Distributional convergence for the number of symbol comparisons used by QuickSelect

TL;DR

This paper analyzes the distributional convergence of symbol comparison costs in QuickSelect, considering probabilistic key representations, and derives formulas for expected costs, extending prior comparison-based analyses.

Contribution

It introduces a detailed probabilistic model for symbol-based costs in QuickSelect and derives limiting distributions and expectations for these costs.

Findings

Identifies limiting distributions for symbol comparison costs.

Provides integral and series formulas for expected costs.

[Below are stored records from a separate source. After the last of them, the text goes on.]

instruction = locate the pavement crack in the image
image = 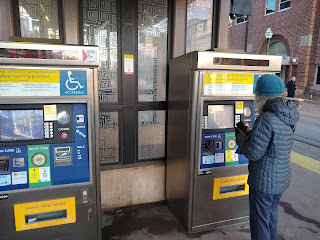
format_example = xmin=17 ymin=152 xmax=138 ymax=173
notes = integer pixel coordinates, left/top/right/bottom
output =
xmin=279 ymin=202 xmax=320 ymax=229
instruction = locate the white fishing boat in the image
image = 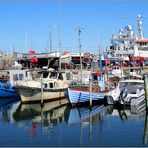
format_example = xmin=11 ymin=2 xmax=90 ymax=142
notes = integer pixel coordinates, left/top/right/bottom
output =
xmin=111 ymin=66 xmax=125 ymax=78
xmin=15 ymin=71 xmax=70 ymax=103
xmin=108 ymin=79 xmax=145 ymax=106
xmin=0 ymin=69 xmax=31 ymax=98
xmin=67 ymin=72 xmax=114 ymax=107
xmin=108 ymin=15 xmax=148 ymax=61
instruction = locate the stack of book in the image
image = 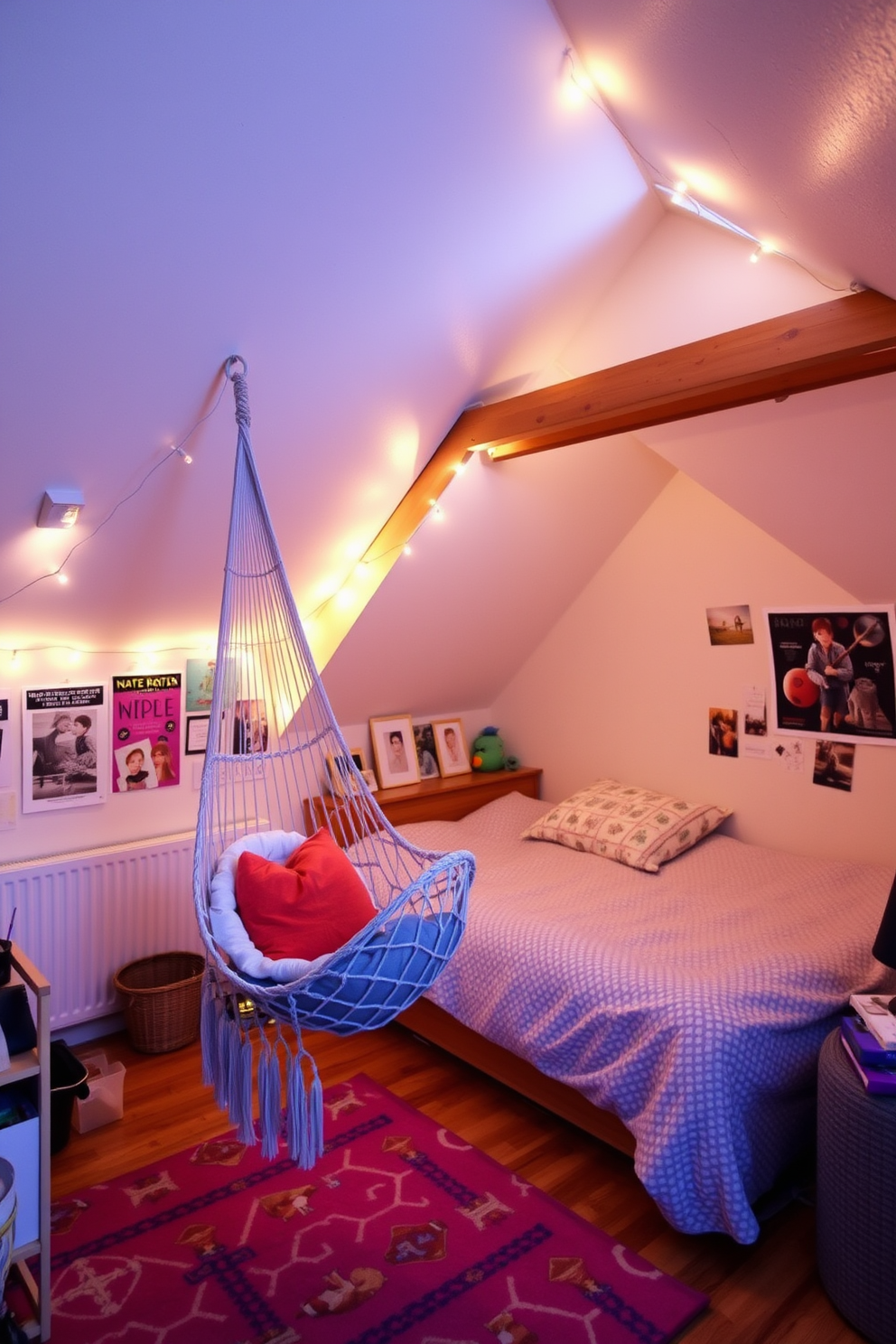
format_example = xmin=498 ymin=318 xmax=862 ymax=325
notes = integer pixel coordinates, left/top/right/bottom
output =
xmin=840 ymin=994 xmax=896 ymax=1096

Recovers known results on key comparison counts.

Abstract

When the search algorithm QuickSelect compares keys during its execution in order to find a key of target rank, it must operate on the keys' representations or internal structures, which were ignored by the previous studies that quantified the execution cost for the algorithm in terms of the number of required key comparisons. In this paper, we analyze running costs for the algorithm that take into account not only the number of key comparisons but also the cost of each key comparison. We suppose that keys are represented as sequences of symbols generated by various probabilistic sources and that QuickSelect operates on individual symbols in order to find the target key. We identify limiting distributions for the costs and derive integral and series expressions for the expectations of the limiting distributions. These expressions are used to recapture previously obtained results on the number of key comparisons required by the algorithm.